Suara.com - Memanasnya hubungan antara institusi Komisi Pemberantasan Korupsi dan Kepolisian Republik Indonesia akhir-akhir ini dinilai semakin menegaskan bahwa kekhawatiran Jusuf Kalla dulu (sebelum Pilpres 2014) bahwa kalau Joko Widodo menjadi Presiden RI, Indonesia bisa hancur, menjadi kenyataan.
"Ini menggambarkan, kata-kata Pak JK dulu itu jadi benar. Dulu ngomong kalau Jokowi jadi Presiden, hancur negara ini," kata anggota Dewan Pembina Partai Demokrat Achmad Mubarok, Minggu (25/1/2015).

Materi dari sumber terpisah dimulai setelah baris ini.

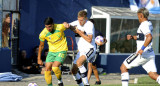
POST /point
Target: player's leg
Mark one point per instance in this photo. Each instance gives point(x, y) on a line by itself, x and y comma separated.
point(59, 59)
point(82, 69)
point(129, 62)
point(124, 75)
point(95, 71)
point(47, 73)
point(151, 69)
point(76, 75)
point(89, 70)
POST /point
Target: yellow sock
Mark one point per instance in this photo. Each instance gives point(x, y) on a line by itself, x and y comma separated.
point(48, 78)
point(57, 72)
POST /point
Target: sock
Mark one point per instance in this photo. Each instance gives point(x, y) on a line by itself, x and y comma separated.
point(78, 79)
point(158, 80)
point(57, 72)
point(83, 72)
point(48, 78)
point(125, 78)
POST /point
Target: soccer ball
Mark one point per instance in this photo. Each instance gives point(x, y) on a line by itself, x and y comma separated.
point(32, 84)
point(99, 39)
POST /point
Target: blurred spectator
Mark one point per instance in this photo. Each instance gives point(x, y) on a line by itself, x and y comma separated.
point(45, 55)
point(5, 31)
point(35, 54)
point(26, 65)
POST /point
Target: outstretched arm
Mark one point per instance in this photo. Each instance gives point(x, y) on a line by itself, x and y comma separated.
point(41, 46)
point(88, 38)
point(131, 37)
point(146, 43)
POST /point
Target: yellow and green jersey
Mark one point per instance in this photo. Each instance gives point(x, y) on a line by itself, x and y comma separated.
point(56, 39)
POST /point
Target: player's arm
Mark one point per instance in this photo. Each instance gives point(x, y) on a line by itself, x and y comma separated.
point(131, 37)
point(146, 43)
point(41, 46)
point(88, 38)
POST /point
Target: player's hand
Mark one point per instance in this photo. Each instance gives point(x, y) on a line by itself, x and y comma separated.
point(66, 25)
point(129, 37)
point(99, 43)
point(140, 52)
point(40, 62)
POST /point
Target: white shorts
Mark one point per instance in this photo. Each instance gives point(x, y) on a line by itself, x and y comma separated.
point(90, 53)
point(147, 60)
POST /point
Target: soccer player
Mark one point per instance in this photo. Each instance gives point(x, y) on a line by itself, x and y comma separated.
point(91, 62)
point(144, 55)
point(86, 47)
point(54, 34)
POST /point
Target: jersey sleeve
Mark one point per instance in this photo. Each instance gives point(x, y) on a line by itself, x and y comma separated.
point(74, 23)
point(42, 36)
point(90, 29)
point(146, 29)
point(98, 33)
point(61, 27)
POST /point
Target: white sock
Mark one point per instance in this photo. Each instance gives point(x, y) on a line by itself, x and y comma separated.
point(78, 79)
point(83, 72)
point(158, 80)
point(125, 78)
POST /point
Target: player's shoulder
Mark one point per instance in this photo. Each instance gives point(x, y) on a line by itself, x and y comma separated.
point(146, 23)
point(74, 22)
point(89, 23)
point(44, 32)
point(58, 26)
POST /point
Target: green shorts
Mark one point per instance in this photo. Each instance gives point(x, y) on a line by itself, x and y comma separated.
point(56, 56)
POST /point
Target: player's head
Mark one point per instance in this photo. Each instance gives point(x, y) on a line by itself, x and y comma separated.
point(91, 20)
point(82, 17)
point(49, 24)
point(7, 18)
point(142, 14)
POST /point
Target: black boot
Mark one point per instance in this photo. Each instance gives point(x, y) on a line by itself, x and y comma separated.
point(60, 84)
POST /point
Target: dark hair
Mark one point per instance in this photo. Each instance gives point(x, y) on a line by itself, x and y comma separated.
point(82, 13)
point(91, 20)
point(144, 11)
point(48, 21)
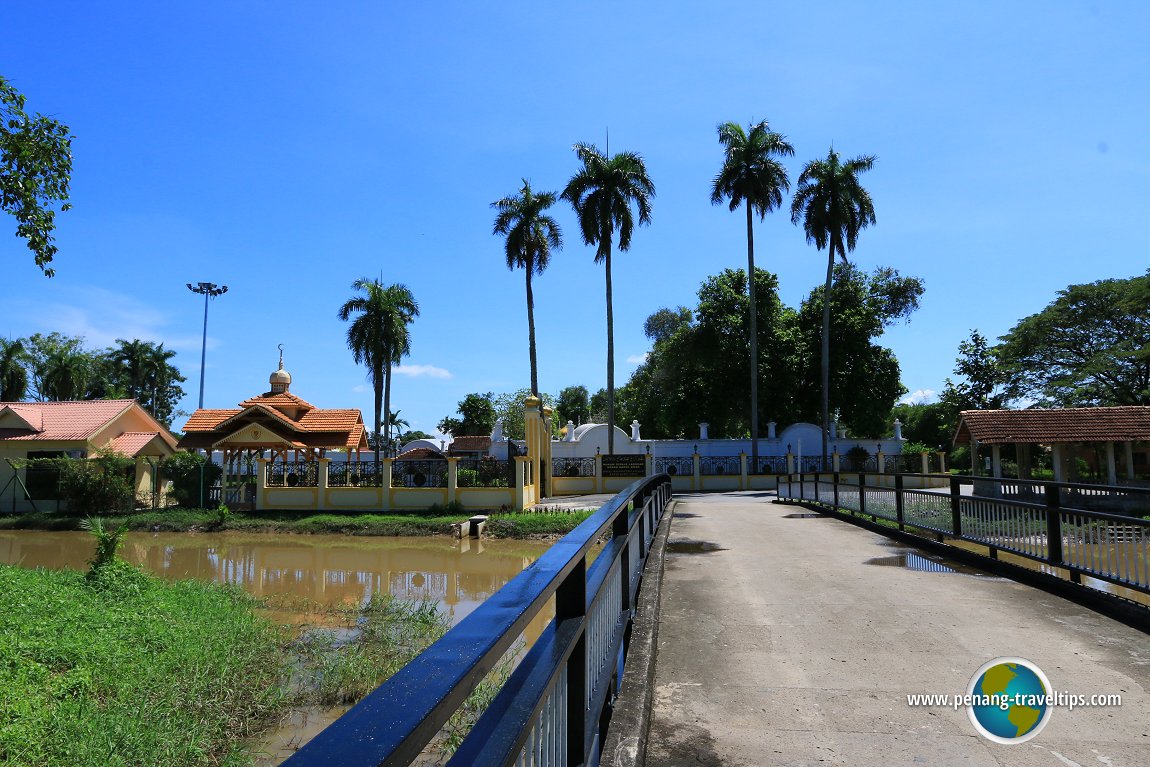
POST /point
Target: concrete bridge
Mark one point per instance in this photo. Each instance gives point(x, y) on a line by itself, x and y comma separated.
point(729, 629)
point(782, 639)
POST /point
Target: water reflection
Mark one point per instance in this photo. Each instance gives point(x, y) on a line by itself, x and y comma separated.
point(324, 569)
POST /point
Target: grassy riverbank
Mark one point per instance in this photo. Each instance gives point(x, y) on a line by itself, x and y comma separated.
point(131, 670)
point(510, 524)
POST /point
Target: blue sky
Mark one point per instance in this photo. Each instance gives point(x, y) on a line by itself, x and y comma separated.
point(286, 148)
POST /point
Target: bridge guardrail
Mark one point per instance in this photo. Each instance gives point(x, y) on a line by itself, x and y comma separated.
point(1028, 519)
point(551, 708)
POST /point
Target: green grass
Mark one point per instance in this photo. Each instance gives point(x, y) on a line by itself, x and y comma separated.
point(516, 524)
point(125, 669)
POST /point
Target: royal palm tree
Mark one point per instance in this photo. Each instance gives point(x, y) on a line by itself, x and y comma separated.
point(530, 236)
point(13, 373)
point(66, 376)
point(378, 337)
point(751, 175)
point(603, 192)
point(833, 207)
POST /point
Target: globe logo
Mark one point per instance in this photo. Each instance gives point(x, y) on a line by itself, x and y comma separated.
point(1011, 700)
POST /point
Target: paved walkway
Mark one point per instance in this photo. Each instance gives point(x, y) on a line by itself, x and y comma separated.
point(786, 646)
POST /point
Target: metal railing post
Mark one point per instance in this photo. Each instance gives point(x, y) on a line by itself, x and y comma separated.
point(1053, 524)
point(898, 499)
point(570, 604)
point(956, 506)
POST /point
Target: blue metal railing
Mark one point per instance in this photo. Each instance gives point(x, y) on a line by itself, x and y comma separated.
point(550, 710)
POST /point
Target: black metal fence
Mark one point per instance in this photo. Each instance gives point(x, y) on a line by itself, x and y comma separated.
point(293, 474)
point(573, 467)
point(419, 474)
point(554, 706)
point(485, 473)
point(1044, 521)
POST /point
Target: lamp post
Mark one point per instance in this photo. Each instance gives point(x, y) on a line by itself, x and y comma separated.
point(208, 290)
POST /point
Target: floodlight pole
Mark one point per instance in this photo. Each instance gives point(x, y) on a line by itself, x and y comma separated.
point(208, 290)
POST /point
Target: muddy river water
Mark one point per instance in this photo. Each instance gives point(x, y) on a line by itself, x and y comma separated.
point(292, 569)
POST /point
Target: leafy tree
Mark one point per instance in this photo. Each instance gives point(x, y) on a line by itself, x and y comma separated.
point(378, 337)
point(695, 373)
point(13, 373)
point(143, 372)
point(35, 171)
point(984, 382)
point(510, 409)
point(662, 323)
point(477, 416)
point(192, 475)
point(603, 192)
point(1089, 346)
point(834, 207)
point(574, 405)
point(752, 175)
point(927, 423)
point(865, 381)
point(530, 236)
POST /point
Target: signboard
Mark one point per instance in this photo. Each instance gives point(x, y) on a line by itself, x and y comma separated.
point(623, 466)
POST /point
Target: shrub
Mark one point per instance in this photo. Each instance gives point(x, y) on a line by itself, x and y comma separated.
point(184, 470)
point(98, 484)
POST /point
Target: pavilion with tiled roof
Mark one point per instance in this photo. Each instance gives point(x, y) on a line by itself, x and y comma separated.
point(278, 423)
point(77, 429)
point(1060, 429)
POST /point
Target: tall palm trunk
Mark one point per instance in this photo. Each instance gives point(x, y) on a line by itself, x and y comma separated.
point(826, 350)
point(386, 404)
point(530, 329)
point(378, 407)
point(611, 360)
point(754, 339)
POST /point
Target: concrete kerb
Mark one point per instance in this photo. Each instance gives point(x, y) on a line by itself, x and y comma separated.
point(1124, 611)
point(626, 744)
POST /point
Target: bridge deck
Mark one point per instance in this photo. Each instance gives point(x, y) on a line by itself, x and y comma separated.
point(787, 647)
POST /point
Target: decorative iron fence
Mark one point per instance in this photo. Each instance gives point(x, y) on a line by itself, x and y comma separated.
point(554, 707)
point(683, 467)
point(1025, 518)
point(573, 467)
point(293, 474)
point(485, 472)
point(767, 465)
point(720, 465)
point(419, 474)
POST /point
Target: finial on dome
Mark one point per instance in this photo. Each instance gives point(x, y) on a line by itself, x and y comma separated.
point(280, 380)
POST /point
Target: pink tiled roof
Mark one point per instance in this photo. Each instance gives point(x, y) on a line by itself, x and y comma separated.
point(130, 443)
point(64, 421)
point(1055, 426)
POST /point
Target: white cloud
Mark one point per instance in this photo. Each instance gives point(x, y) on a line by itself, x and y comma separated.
point(418, 370)
point(920, 397)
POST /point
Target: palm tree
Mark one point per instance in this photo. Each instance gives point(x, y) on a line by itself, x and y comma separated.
point(530, 236)
point(378, 337)
point(66, 375)
point(602, 193)
point(752, 175)
point(833, 207)
point(13, 373)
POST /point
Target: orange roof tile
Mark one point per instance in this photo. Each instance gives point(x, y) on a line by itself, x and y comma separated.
point(64, 421)
point(130, 443)
point(1055, 426)
point(206, 420)
point(277, 399)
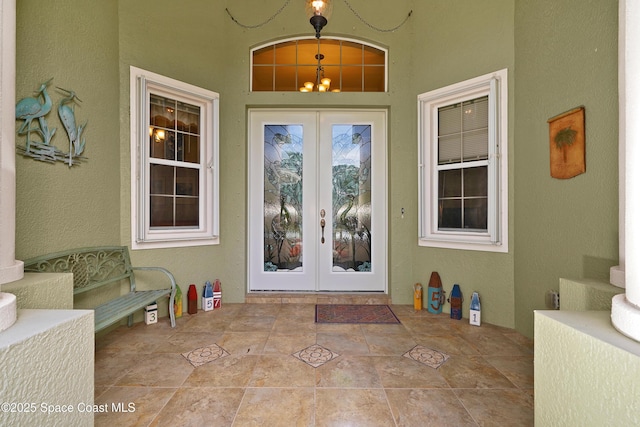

"Kenapa? karena jam terbang Jokowi enggak cukup. Pengalaman dia tidak memadai jadi Presiden," Guru Besar Psikologi Islam UIN Jakarta menambahkan.
Tapi, kata Mubarok, ia tidak bisa menyalahkan Jokowi atas kasus KPK - Polri. Menurut dia, justru yang salah adalah orang-orang yang dulu memilih Jokowi.
"Jokowi adanya segitu. Pengalamannya segitu, ya gimana, yang salah yang milih dulu," kata Mubarok.
Mubarok menambahkan, dalam kondisi seperti sekarang, sulit untuk memberikan masukan kepada pemerintah untuk menyelesaikan masalah itu.
"Karena Jokowi tidak konsisten, ketika mau pilih Menteri dulu minta tolong KPK, lalu ada tanda kuning atau merah itu. Tapi ketika pilih Kapolri, ia tidak minta bantuan KPK. Ini kan tak konsisten. Bahkan, tidak gunakan Wanjakti di Mabes Polri," katanya.
Mubarok mengatakan sebenarnya apa yang dilakukan Jokowi saat memilih menteri dan melibatkan KPK dan PPATK itu sudah benar.
Seperti diketahui, setelah KPK menetapkan calon Kapolri Komisaris Jenderal Budi Gunawan menjadi tersangka dugaan kasus tindak pidana korupsi, hubungan antara KPK dan Polri memanas. Lalu, gantian Polri menetapkan Wakil Ketua KPK Bambang Widjojanto menjadi tersangka kasus mengarahkan saksi memberikan keterangan palsu di Mahkamah Konstitusi.